In one case, a Department of Defense employee who listed his marijuana-related investments on a financial disclosure form during an annual security clearance check-up was told to get rid of the shares, said Timothy Maimone, a union officer with American Federation of Government Employees Council 170. More...._


----------



## Lantern (12 March 2019)

How many are aware that it used to be illegal (USA & GB) NOT to grow hemp. It had a multitude of uses.
Anyway it's all here for any who can be bothered.
https://jackherer.com/emperor-3/ 
The interesting part is how it became illegal to possess it.
All it took was a couple of greedy Americans who's only motivation was to line their pockets. Hurst and Du-pont. Anyway it's all in the book.


----------



## Ann (12 March 2019)

Lantern said:


> How many are aware that it used to be illegal (USA & GB) NOT to grow hemp. It had a multitude of uses.
> Anyway it's all here for any who can be bothered.
> https://jackherer.com/emperor-3/
> The interesting part is how it became illegal to possess it.
> All it took was a couple of greedy Americans who's only motivation was to line their pockets. Hurst and Du-pont. Anyway it's all in the book.




You got me at the beginning of Chapter two Lantern!

_A Brief Summary of the Uses of Hemp


If all fossil fuels and their derivatives, as well as trees for paper and construction were banned in order to save the planet, reverse the Greenhouse Effect and stop deforestation, then there is only one known annually renewable natural resource that is capable of providing the overall majority of the world’s paper and textiles; meeting all of the world’s transportation, industrial and home energy needs; simultaneously reducing pollution, rebuilding the soil, and cleaning the atmosphere all at the same time. That substance is the same one that did it all before, Cannabis Hemp … Marijuana!_


----------



## Lantern (12 March 2019)

Well Ann no wonder they want it banned. If it could be grown for free how would the money moguls survive?
Hope you enjoy the rest of the book.


----------



## satanoperca (12 March 2019)

Lantern said:


> Well Ann no wonder they want it banned. If it could be grown for free how would the money moguls survive?
> Hope you enjoy the rest of the book.



Lantern, couldnt agree with you more.

Why would a crop that has so many benefits to the planet and us human beings be banned/illegal?

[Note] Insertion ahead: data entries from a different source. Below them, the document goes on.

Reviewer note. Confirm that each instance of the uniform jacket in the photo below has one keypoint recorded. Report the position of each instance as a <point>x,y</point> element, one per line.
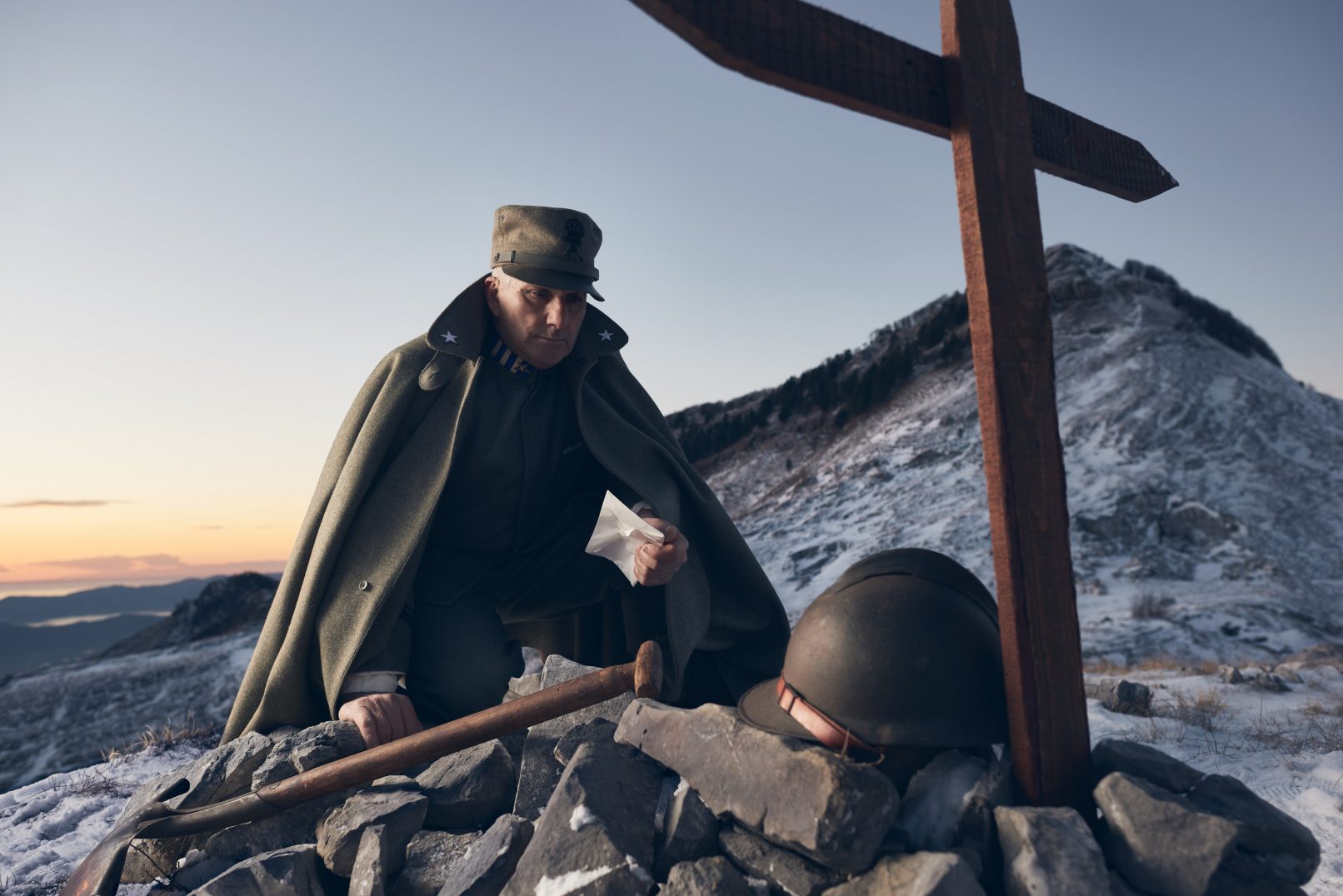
<point>359,545</point>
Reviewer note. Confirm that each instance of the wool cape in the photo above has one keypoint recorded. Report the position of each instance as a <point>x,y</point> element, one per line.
<point>359,545</point>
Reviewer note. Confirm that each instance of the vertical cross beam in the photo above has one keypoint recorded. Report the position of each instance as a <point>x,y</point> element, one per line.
<point>1011,340</point>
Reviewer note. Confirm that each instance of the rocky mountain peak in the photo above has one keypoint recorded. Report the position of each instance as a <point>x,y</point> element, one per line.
<point>1197,468</point>
<point>225,606</point>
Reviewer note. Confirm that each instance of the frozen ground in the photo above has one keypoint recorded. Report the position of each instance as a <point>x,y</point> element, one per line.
<point>48,826</point>
<point>66,716</point>
<point>1288,747</point>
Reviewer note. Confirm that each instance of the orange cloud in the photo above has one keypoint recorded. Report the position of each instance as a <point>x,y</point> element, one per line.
<point>50,503</point>
<point>116,565</point>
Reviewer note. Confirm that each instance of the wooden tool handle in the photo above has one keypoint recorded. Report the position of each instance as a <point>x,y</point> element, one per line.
<point>643,676</point>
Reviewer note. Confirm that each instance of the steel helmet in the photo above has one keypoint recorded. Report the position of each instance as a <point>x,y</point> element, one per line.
<point>901,649</point>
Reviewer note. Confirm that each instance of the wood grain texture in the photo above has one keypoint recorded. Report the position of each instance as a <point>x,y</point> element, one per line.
<point>457,735</point>
<point>1011,340</point>
<point>823,55</point>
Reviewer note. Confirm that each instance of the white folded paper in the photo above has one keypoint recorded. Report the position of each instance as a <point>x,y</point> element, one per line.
<point>618,534</point>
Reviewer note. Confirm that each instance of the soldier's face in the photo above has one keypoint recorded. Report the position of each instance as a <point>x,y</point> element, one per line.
<point>537,322</point>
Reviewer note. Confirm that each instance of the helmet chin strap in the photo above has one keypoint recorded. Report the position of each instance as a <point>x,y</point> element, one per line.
<point>821,725</point>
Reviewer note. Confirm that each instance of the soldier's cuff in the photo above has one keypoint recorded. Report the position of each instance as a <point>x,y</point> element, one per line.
<point>377,681</point>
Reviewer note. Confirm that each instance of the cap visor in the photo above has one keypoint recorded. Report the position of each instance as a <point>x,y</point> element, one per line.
<point>761,707</point>
<point>552,280</point>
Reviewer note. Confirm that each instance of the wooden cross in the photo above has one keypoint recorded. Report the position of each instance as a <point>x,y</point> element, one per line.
<point>1000,133</point>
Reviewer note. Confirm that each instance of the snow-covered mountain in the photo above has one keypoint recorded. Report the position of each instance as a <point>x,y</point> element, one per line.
<point>180,674</point>
<point>1205,484</point>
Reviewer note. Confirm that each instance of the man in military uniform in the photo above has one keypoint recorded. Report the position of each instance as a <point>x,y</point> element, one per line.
<point>452,516</point>
<point>893,664</point>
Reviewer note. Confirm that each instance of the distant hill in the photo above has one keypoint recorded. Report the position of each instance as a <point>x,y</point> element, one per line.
<point>27,648</point>
<point>232,605</point>
<point>118,598</point>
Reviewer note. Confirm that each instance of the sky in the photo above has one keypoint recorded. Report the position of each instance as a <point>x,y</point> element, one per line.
<point>215,218</point>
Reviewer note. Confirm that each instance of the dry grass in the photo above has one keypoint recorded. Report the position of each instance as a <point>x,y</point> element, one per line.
<point>1319,734</point>
<point>93,782</point>
<point>1150,606</point>
<point>1154,664</point>
<point>1316,708</point>
<point>164,736</point>
<point>1204,709</point>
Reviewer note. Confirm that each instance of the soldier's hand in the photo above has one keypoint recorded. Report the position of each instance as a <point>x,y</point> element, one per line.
<point>657,563</point>
<point>382,718</point>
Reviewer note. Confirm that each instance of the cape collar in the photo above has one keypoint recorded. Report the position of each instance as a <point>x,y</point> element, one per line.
<point>462,326</point>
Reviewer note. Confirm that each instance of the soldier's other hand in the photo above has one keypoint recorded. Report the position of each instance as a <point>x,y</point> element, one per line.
<point>382,718</point>
<point>657,563</point>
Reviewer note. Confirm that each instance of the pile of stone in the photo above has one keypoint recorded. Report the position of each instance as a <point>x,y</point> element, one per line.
<point>637,797</point>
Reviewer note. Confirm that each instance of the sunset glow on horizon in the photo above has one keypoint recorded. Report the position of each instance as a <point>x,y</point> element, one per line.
<point>217,218</point>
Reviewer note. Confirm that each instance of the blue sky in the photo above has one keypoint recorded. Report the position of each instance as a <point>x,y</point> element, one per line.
<point>217,217</point>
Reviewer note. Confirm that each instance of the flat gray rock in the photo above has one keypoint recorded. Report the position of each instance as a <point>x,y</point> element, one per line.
<point>598,729</point>
<point>1161,841</point>
<point>783,869</point>
<point>395,812</point>
<point>1049,849</point>
<point>430,860</point>
<point>217,775</point>
<point>711,876</point>
<point>491,860</point>
<point>688,829</point>
<point>540,771</point>
<point>915,874</point>
<point>1141,760</point>
<point>1281,845</point>
<point>597,832</point>
<point>935,799</point>
<point>307,749</point>
<point>368,876</point>
<point>1117,694</point>
<point>282,871</point>
<point>297,825</point>
<point>469,789</point>
<point>801,795</point>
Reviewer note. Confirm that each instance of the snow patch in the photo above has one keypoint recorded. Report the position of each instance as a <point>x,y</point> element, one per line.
<point>582,817</point>
<point>570,882</point>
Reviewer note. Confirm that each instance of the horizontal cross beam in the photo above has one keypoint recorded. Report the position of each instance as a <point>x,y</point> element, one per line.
<point>823,55</point>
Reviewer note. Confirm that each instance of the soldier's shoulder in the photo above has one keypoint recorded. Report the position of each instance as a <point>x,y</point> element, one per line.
<point>414,352</point>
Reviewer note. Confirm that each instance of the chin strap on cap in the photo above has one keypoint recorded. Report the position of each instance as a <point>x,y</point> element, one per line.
<point>821,725</point>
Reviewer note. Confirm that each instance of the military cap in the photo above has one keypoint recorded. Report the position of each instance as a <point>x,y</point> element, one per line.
<point>552,247</point>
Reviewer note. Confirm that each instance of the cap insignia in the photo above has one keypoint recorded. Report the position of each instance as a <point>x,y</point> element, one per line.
<point>574,231</point>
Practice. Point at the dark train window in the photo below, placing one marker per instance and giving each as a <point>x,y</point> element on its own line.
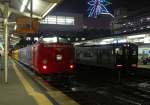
<point>118,51</point>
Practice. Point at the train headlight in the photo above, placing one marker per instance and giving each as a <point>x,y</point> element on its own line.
<point>134,65</point>
<point>45,61</point>
<point>71,66</point>
<point>59,57</point>
<point>44,67</point>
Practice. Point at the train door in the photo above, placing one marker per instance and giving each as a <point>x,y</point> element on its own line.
<point>132,53</point>
<point>119,55</point>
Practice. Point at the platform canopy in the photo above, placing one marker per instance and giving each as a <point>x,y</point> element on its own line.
<point>18,8</point>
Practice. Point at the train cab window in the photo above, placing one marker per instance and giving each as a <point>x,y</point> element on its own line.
<point>134,53</point>
<point>118,51</point>
<point>53,40</point>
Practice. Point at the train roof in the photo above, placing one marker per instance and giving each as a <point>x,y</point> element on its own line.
<point>112,44</point>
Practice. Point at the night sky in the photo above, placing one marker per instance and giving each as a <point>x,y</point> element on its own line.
<point>80,6</point>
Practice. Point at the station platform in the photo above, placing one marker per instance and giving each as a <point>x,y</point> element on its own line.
<point>21,89</point>
<point>146,66</point>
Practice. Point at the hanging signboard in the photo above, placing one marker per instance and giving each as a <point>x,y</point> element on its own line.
<point>26,25</point>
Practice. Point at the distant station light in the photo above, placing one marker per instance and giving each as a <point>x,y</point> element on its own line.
<point>97,7</point>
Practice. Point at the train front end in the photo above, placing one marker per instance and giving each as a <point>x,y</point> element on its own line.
<point>56,57</point>
<point>126,56</point>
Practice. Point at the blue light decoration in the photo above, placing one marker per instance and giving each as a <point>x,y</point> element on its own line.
<point>97,7</point>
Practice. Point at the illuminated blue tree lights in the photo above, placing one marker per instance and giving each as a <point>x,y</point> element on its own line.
<point>97,7</point>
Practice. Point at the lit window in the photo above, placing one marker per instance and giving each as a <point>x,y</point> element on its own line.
<point>51,19</point>
<point>69,21</point>
<point>60,20</point>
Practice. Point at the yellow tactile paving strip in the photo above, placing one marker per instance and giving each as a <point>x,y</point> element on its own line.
<point>61,98</point>
<point>40,98</point>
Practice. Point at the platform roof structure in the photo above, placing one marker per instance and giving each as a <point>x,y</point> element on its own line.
<point>11,9</point>
<point>18,8</point>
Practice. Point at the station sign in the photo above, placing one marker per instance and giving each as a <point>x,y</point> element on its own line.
<point>26,25</point>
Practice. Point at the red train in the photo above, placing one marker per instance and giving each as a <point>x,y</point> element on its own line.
<point>50,55</point>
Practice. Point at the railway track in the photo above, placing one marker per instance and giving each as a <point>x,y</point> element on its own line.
<point>107,90</point>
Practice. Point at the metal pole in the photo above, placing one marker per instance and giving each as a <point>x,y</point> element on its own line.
<point>6,14</point>
<point>6,49</point>
<point>31,10</point>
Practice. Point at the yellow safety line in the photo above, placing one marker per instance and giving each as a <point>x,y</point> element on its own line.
<point>58,95</point>
<point>40,98</point>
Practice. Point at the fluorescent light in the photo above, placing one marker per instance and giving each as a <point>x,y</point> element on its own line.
<point>136,36</point>
<point>103,43</point>
<point>24,3</point>
<point>122,41</point>
<point>50,40</point>
<point>15,27</point>
<point>35,4</point>
<point>111,39</point>
<point>49,10</point>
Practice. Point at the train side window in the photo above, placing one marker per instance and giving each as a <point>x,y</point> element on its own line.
<point>134,53</point>
<point>118,51</point>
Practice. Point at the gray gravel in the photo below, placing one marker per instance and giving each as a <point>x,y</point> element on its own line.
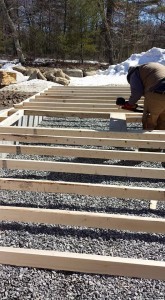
<point>31,283</point>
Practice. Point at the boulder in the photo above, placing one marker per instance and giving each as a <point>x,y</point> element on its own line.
<point>20,69</point>
<point>62,81</point>
<point>73,72</point>
<point>7,78</point>
<point>36,74</point>
<point>90,73</point>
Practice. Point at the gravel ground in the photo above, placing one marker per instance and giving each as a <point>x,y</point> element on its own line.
<point>31,283</point>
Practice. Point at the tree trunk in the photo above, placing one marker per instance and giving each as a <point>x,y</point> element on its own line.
<point>13,31</point>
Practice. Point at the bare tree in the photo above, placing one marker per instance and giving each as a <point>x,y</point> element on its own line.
<point>13,30</point>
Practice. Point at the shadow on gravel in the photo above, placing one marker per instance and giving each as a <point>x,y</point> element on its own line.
<point>110,210</point>
<point>82,232</point>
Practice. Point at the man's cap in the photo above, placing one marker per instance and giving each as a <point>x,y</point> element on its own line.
<point>130,71</point>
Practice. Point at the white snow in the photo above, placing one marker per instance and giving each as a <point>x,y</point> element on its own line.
<point>114,75</point>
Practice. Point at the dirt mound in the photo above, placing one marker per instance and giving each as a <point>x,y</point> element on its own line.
<point>8,98</point>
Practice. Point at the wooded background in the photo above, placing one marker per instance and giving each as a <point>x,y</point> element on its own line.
<point>100,30</point>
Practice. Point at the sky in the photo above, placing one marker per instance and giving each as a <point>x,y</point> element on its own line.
<point>114,75</point>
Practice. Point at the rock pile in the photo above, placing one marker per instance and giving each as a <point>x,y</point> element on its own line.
<point>7,78</point>
<point>55,75</point>
<point>8,98</point>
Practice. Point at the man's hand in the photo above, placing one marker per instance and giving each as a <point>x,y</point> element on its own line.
<point>129,106</point>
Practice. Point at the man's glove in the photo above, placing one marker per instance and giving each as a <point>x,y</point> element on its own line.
<point>129,106</point>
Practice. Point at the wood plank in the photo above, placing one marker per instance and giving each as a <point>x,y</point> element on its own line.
<point>82,114</point>
<point>85,153</point>
<point>118,122</point>
<point>86,263</point>
<point>71,108</point>
<point>66,140</point>
<point>47,186</point>
<point>82,219</point>
<point>13,118</point>
<point>77,168</point>
<point>158,135</point>
<point>87,100</point>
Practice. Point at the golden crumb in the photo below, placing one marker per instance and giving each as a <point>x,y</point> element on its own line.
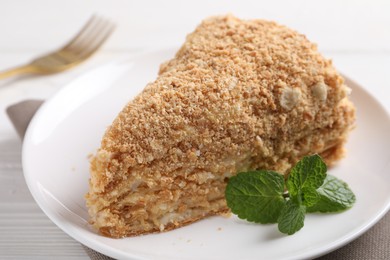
<point>238,95</point>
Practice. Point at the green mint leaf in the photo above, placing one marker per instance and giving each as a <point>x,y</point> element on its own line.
<point>291,218</point>
<point>310,197</point>
<point>256,196</point>
<point>308,173</point>
<point>335,196</point>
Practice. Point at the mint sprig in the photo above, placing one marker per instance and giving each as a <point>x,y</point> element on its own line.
<point>256,196</point>
<point>260,197</point>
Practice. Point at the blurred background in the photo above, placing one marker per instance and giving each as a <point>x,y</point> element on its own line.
<point>355,34</point>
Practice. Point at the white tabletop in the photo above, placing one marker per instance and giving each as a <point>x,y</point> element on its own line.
<point>355,34</point>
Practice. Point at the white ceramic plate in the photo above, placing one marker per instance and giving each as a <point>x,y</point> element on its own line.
<point>69,127</point>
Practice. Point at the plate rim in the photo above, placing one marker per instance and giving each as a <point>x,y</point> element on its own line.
<point>113,252</point>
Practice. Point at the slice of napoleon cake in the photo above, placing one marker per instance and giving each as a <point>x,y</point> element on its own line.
<point>239,95</point>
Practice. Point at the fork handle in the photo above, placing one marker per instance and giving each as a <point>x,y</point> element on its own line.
<point>26,69</point>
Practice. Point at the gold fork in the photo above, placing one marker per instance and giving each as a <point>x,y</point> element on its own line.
<point>94,33</point>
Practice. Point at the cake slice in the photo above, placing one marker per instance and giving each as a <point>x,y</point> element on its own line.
<point>238,95</point>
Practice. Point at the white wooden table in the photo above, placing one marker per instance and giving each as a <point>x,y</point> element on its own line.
<point>355,34</point>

How are we meant to respect our policy makers, when something as simple as hemp can be legalised for the production of paper, automotive oil, clothing and medicinal purposes?

How have we allowed the murray darling basin to be so f---kd up in the name of industry, when the industry itself is bankrupt, at the cost of the environment?

Why cannot we be a country of innovators? instead we bury our head in the sand and keep applying the same old rules over and over again, expecting something different?

When are people going to get more conviction and stand-up for what is morally correct for the country, environment and the people of this planet?


----------



## Lantern (13 March 2019)

satanoperca said:


> When are people going to get more conviction and stand-up for what is morally correct for the country, environment and the people of this planet?




It does happen, in a lot of places actually. Trouble is when it does the participants are labeled as being all kinds of ratbags under the sun to discredit them. Plus the politicians use the police force to force the wishes of the money moguls over and above what should be common sense. Sometimes, just sometimes the so called ratbags have a win.



And don't forget the protestors who stood up to protect the Nightcap Range 40 years ago just got an award.

https://www.northernstar.com.au/news/the-battle-to-save-terania-creek-rainforest/2977253/#/0


----------



## Ann (15 March 2019)

*Inside Australia’s first legal cannabis farm *
_
 AUSTRALIA'S first cannabis farms are expected to be providing medical marijuana by next year. 


 Medifarm, located in the Sunshine Coast, opened its doors to reporters recently to show the healthy plants in their facility. 


 "I know what this plant can do, my neighbour was cured," Medifarm master grower Steffen Kraushaar said. "So I dedicated my career to use cannabis under legal circumstances and it is really exciting now." More..._

Sadly Medifarm is not a listed company.


----------



## Ann (15 March 2019)

_*Cannabis farm Ballina Shire: NSW farm to produce 50,000 kilos of Cannabis*

https://www.dailytelegraph.com.au/...farm...cannabis...ballina.../7e6d10d4d7527e51883...
23 hours ago - A medical cannabis company is planning to build a 30,000sqm production and manufacturing site in the Ballina Shire. Ken Charteris, chief executive of Australian-founded company The Hydroponics Company, also known as THC Global, confirmed the plans for the company’s Northern ..._

Can't get any more info than this as it is a subscription site but the company is ASX Listed THC Global - THC


----------



## moXJO (17 March 2019)

A few misconceptions in this thread.

First off there are three types of plants
Sativa, Indica and ruderalis. All of them will get you stoned. It depends on the strain (White widow, Super lemon haze, industrial hemp) for thc content.

THC of around 30% is where it maxes out at right now. 
If you eat it, you can OD. 

The majority of growers are mum and dads lower mid class. A guy I know owns a large hydro store chain. Knows his core market pretty well.
The bikers, vietnamese, Chinese were producing very bad quality that just doesn't cut it anymore. 

The large overseas markets are trying to muscle in on the local market. I am not for big business/government  taking over the market beyond medicinal. 

Don't believe the snake oil hype about it being a cure all. It does help with aches and pains. Ive seen it slow the rate of cancer in terminal patients  dramatically. Along with a lot of other things. 
But its being hyped beyond what it can do by a certain group to push for legalization. 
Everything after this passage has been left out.